Arguing that Britain has “a strong tradition of engagement in the world”, Fraser said the UK’s international influence would “dwindle if we turn away from engagement towards introspection or, worse, intolerance”.

He added: “It is good that the UK was re-elected a few days ago to the UN Human Rights Council. But there is evidence of potential self-harm in our behaviour towards foreign people, the reported spike in hate crime, the insensitive comments of British politicians and the shameful press coverage of last week’s legal judgment on Article 50.”

“If our Brexit choices damage our economy and cut us off from international interchange, we will hurt our wider power of attraction" – Sir Simon Fraser

Fraser – who is now a managing partner of business advisory firm Flint Global Ltd – said Britain was still admired abroad for its “freedom, tolerance, pragmatism and sense of perspective”.

But he warned: “If we close our door and our hearts to other peoples, if we step back from the principles of international cooperation and respect for the rule of law, we will lose authority – as well as injuring our own future security. 

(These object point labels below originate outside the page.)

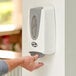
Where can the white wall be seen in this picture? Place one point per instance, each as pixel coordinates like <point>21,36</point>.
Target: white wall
<point>54,65</point>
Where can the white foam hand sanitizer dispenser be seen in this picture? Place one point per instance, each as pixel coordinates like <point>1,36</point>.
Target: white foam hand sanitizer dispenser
<point>41,31</point>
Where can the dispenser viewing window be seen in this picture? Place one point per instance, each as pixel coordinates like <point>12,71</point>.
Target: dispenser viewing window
<point>41,31</point>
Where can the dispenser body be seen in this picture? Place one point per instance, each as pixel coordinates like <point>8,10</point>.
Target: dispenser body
<point>41,30</point>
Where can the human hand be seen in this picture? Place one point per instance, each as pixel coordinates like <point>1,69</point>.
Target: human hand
<point>30,64</point>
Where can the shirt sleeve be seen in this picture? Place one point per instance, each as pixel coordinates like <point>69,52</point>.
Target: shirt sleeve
<point>3,67</point>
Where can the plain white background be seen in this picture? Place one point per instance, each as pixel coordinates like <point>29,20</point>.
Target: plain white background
<point>54,65</point>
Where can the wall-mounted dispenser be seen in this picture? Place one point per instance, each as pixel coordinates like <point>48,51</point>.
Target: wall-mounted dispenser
<point>41,31</point>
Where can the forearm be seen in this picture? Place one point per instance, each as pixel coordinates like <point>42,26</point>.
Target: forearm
<point>13,63</point>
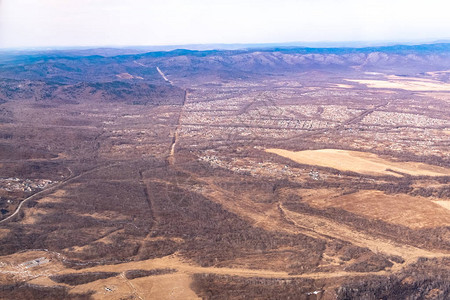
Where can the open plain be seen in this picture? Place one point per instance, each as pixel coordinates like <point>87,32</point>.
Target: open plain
<point>247,174</point>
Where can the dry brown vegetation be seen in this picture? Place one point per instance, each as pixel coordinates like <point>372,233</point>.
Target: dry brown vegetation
<point>233,179</point>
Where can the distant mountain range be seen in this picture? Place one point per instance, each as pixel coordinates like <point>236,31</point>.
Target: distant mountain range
<point>65,71</point>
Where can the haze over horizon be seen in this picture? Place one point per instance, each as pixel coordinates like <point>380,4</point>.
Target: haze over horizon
<point>93,23</point>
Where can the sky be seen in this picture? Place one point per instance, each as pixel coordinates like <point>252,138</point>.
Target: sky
<point>68,23</point>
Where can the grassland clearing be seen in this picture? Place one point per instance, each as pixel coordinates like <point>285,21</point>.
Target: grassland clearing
<point>413,212</point>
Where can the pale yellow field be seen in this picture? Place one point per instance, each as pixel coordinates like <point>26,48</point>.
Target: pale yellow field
<point>413,212</point>
<point>359,162</point>
<point>405,83</point>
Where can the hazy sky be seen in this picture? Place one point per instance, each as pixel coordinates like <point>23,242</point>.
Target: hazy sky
<point>42,23</point>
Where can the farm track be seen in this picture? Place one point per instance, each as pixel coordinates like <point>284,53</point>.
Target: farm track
<point>171,157</point>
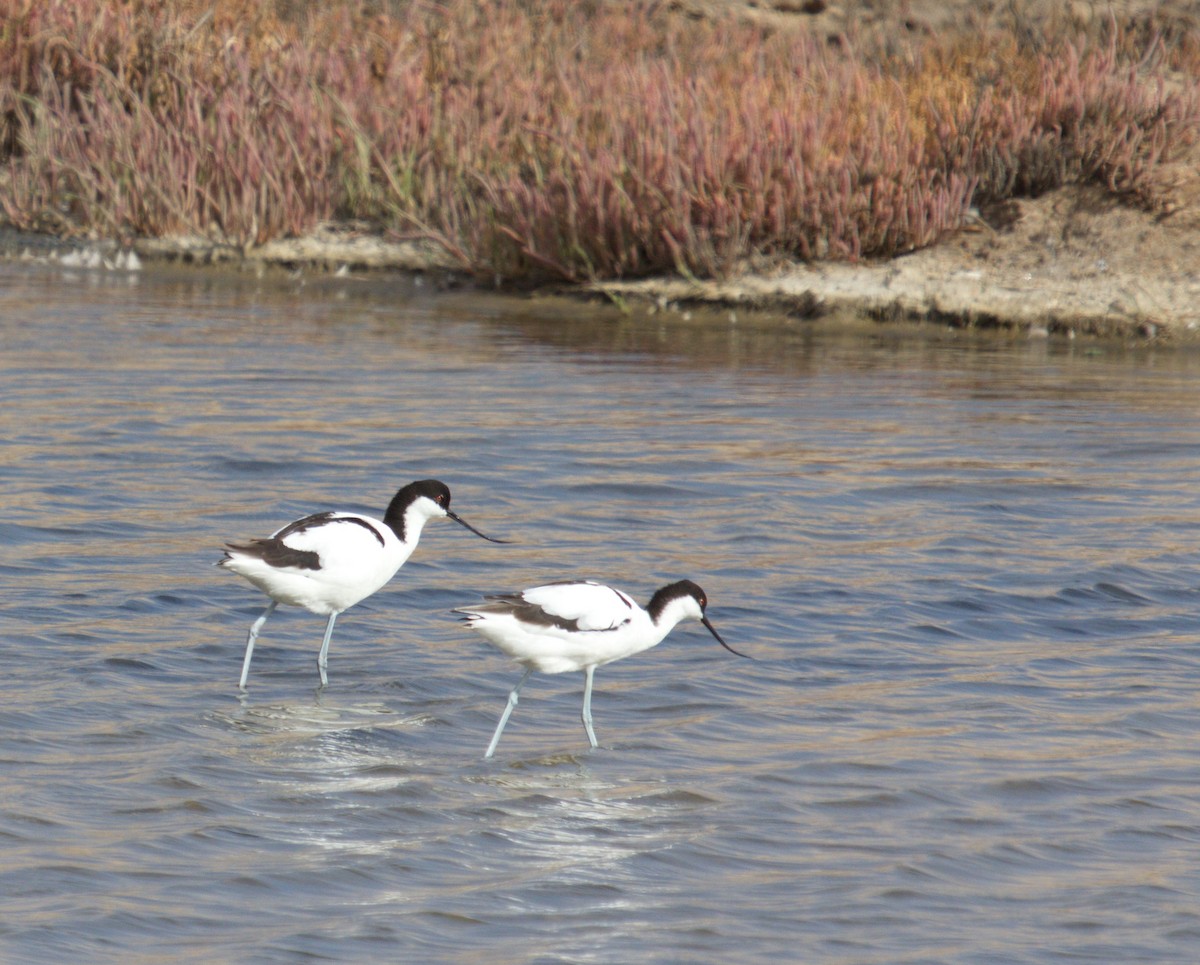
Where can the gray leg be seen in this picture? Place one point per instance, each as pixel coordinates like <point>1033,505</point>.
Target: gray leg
<point>508,709</point>
<point>587,705</point>
<point>323,657</point>
<point>250,642</point>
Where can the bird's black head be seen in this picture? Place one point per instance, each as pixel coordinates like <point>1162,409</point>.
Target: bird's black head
<point>436,490</point>
<point>676,592</point>
<point>684,588</point>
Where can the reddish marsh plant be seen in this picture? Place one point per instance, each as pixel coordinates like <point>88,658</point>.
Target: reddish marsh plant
<point>553,139</point>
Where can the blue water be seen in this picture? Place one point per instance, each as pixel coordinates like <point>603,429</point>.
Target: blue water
<point>969,569</point>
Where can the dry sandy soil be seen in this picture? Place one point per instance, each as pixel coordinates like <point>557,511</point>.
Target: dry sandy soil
<point>1071,262</point>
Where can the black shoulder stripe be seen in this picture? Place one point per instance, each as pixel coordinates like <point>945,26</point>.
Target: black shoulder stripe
<point>274,552</point>
<point>327,519</point>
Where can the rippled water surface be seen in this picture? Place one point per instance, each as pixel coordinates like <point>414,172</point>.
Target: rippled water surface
<point>969,571</point>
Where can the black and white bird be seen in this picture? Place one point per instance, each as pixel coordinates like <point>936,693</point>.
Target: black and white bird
<point>580,625</point>
<point>330,561</point>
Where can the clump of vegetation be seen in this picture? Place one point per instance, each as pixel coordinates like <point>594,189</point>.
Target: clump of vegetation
<point>555,139</point>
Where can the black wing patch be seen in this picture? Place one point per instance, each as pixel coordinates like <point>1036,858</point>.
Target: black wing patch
<point>274,552</point>
<point>325,519</point>
<point>533,615</point>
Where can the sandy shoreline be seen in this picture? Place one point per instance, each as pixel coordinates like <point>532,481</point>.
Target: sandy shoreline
<point>1073,262</point>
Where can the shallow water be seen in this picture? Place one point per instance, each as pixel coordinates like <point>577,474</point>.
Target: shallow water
<point>967,569</point>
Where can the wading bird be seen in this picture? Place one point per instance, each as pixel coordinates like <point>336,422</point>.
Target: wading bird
<point>580,625</point>
<point>330,561</point>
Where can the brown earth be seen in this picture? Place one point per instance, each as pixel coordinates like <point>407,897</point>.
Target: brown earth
<point>1075,261</point>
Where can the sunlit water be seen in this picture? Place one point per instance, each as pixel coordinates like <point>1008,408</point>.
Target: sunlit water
<point>969,571</point>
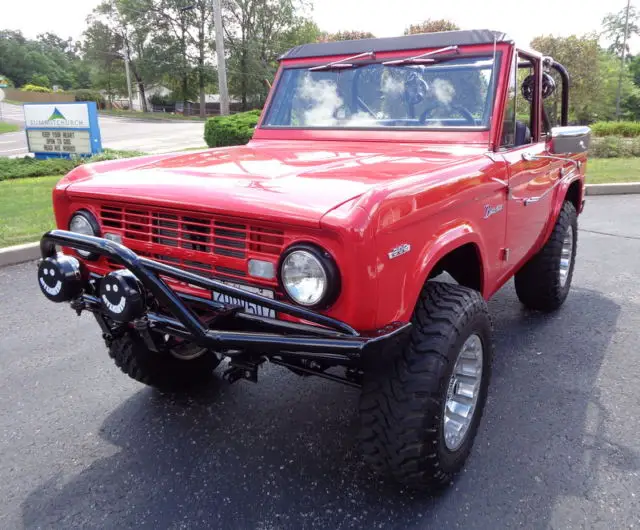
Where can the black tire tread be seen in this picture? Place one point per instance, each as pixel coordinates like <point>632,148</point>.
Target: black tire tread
<point>160,369</point>
<point>401,410</point>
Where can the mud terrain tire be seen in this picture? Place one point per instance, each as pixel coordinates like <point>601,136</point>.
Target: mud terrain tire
<point>402,407</point>
<point>161,369</point>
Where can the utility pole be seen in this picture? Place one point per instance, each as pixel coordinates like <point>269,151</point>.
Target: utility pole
<point>624,52</point>
<point>126,68</point>
<point>222,66</point>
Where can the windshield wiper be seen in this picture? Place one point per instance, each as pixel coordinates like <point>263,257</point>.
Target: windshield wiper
<point>341,63</point>
<point>424,58</point>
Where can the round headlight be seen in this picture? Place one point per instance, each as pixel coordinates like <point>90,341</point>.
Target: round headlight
<point>309,276</point>
<point>83,222</point>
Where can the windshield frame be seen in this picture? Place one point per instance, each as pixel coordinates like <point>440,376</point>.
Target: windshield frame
<point>490,103</point>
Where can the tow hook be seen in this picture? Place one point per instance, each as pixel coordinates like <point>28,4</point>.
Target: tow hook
<point>242,369</point>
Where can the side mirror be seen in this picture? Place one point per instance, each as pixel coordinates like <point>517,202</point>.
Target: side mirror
<point>570,140</point>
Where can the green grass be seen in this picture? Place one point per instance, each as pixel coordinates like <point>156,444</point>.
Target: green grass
<point>25,209</point>
<point>15,168</point>
<point>8,127</point>
<point>603,170</point>
<point>149,115</point>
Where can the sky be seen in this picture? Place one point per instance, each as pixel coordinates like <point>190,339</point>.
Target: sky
<point>521,20</point>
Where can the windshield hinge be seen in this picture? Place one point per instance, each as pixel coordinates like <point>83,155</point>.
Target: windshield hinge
<point>423,57</point>
<point>341,63</point>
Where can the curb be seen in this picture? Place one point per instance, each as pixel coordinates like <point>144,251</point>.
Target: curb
<point>619,188</point>
<point>31,251</point>
<point>19,254</point>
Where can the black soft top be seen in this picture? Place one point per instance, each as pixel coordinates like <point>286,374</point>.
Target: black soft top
<point>409,42</point>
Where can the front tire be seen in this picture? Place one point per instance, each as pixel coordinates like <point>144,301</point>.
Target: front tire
<point>161,370</point>
<point>420,413</point>
<point>544,281</point>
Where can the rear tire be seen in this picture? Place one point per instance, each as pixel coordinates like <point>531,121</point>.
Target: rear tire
<point>405,407</point>
<point>161,369</point>
<point>544,281</point>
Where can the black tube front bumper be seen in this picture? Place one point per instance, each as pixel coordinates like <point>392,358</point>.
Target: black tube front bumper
<point>227,329</point>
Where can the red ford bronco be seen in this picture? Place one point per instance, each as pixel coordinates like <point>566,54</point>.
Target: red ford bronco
<point>322,245</point>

“If our Brexit choices damage our economy and cut us off from international interchange, we will hurt our wider power of attraction.”

Fraser's anger over the response to the legal judgment comes after Sir Paul Jenkins (pictured), the former head of the Government Legal Department and permanent secretary to the Attorney General from 2006 to 2014, said justice secretary Liz Truss had proven herself "unfit for office" in failing to condemn attacks on the judiciary.

"The three judges are robust enough but she has a duty to condemn damaging contempt for our law and judiciary," the ex-government legal chief tweeted. "In this she has sadly failed."

Truss issued a statement over the weekend which did not directly address media and political criticism of the judiciary, but which said: "The independence of the judiciary is the foundation upon which our rule of law is built and our judiciary is rightly respected the world over for its independence and impartiality.”


Fraser also used his address to King’s College to reiterate his call for a rethink of the money allocated to his old department to cope with the demands of Brexit. The former FCO perm sec pointed out that the Foreing Office had implemented a 25% cut to its operating budget during his own time as perm sec, and said the UK currently spends "more on the winter fuel allowance than on the Foreign Office".

“We spend about half as much each year on aid to Ethiopia alone as we do on our global diplomatic network of embassies," he added. Given the challenges ahead, we need a hard think about whether we have the balance right.”

“We spend more on the winter fuel allowance than on the Foreign Office" – Sir Simon Fraser

He also urged a rethink of the international structures of the UK government, pointing out that the UK now has six separate departments dealing with different aspects of international policy – the Foreign Office, the Department for International Development, the Ministry of Defence, the Treasury, and the newly created Department for International Trade and the Department for Exiting the EU.

“Rather than fragmenting our international effort we should consolidate it,” he said. “The Foreign Office, whose status has been eroded over years, should take a stronger convening role as the coordinator of international policy – just as the Treasury convenes other departments in domestic economic policy.”